355 500 произведений, 25 200 авторов.

Электронная библиотека книг » Чарльз Диккенс » Блестящая будущность » Текст книги (страница 15)
Блестящая будущность
  • Текст добавлен: 21 октября 2016, 20:28

Текст книги "Блестящая будущность"


Автор книги: Чарльз Диккенс



сообщить о нарушении

Текущая страница: 15 (всего у книги 20 страниц)

ГЛАВА VII

Трудно описать удивленіе и тревогу Герберта, когда я разсказалъ ему о Провисѣ и его тайнѣ. Гербертъ почувствовалъ къ нему такое же отвращеніе, какъ и я самъ, не смотря на то, что онъ такъ много сдѣлалъ для меня.

Мы сидѣли всѣ вмѣстѣ у камина, и не раньше полуночи удалось мнѣ увести его и водворить на его собственной квартирѣ.

Когда я заперъ дверь, выйдя отъ него, я вздохнулъ свободно въ первый разъ со времени его пріѣзда.

Гербертъ встрѣтилъ меня съ распростертыми объятіями, и я никогда еще до сихъ поръ не чувствовалъ такъ живо, какое счастіе имѣть друга. Когда онъ произнесъ нѣсколько словъ участія и успокоенія, мы сѣли обсудить вопросъ: что дѣлать?

– Что дѣлать? – сказалъ я Герберту, когда онъ усѣлся напротивъ меня на другомъ креслѣ.

– Мой бѣдный, милый Гендель, – отвѣчалъ онъ, опуская голову, – я слишкомъ озадаченъ, чтобы думать.

– Такъ и со мною было, Гербертъ, когда ударъ только что разразился. Но все же надо что-нибудь дѣлать. Онъ все мечтаетъ о новыхъ, разнообразныхъ расходахъ – лошадяхъ, экипажахъ и всякихъ тратахъ. Его надо какъ-нибудь удержать…

– Ты хочешь сказать, что не можешь принять его богатства?…

– Возможно ли иначе? – перебилъ я Герберта, – подумай о немъ!

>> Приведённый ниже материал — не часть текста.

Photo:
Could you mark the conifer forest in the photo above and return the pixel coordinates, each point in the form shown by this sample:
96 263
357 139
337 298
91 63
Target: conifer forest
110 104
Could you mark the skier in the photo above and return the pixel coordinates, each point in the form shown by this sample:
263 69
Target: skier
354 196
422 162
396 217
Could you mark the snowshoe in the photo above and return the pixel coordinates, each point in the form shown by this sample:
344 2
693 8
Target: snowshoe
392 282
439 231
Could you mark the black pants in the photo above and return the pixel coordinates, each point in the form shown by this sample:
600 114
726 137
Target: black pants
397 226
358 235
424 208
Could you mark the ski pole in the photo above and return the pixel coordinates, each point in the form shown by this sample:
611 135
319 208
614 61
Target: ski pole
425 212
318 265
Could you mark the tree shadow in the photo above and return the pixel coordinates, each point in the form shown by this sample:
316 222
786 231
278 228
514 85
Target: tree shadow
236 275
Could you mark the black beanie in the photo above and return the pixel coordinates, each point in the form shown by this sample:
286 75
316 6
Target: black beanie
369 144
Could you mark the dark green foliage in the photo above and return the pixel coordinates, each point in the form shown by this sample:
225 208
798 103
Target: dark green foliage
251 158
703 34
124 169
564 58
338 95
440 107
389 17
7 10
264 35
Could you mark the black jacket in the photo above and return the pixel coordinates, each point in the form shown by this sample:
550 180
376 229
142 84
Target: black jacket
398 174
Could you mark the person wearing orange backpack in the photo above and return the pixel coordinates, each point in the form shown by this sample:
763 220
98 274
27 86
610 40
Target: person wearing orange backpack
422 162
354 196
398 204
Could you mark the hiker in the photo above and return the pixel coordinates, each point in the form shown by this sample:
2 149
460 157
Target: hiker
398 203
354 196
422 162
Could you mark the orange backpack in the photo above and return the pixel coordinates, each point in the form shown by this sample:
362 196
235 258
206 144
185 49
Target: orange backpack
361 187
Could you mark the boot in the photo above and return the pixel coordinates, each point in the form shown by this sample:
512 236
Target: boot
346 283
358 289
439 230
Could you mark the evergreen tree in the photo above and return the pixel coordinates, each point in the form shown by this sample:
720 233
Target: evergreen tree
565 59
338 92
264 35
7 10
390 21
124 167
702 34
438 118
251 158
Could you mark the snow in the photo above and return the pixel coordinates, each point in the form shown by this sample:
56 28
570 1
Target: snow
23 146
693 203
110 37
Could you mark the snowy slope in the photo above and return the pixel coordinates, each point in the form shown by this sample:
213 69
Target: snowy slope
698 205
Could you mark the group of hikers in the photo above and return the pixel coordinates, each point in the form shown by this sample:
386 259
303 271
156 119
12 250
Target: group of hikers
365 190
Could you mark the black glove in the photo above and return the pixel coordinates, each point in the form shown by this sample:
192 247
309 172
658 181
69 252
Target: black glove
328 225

Взгляни на него!

Мы оба невольно вздрогнули.

– Самое ужасное то, Гербертъ, что онъ привязанъ ко мнѣ, сильно привязанъ. Не знаю, испыталъ ли кто такія мученія, какія испытываю я.

– Мой бѣдный, милый Гендель, – повторилъ Гербертъ.

– И подумай еще, если бы я теперь не взялъ отъ него больше ни копѣйки, то все же, сколько я уже ему долженъ. И опять: я въ долгу по уши, – и это ставитъ меня теперь въ безвыходное положеніе, когда у меня нѣтъ больше никакой блестящей будущности, – и меня не подготовили ни къ какому занятію, и я ровно ни на что не годенъ.

– Ну, ну, ну! – укоризненно произнесъ Гербертъ, – не говори, что ты ни на что не годенъ.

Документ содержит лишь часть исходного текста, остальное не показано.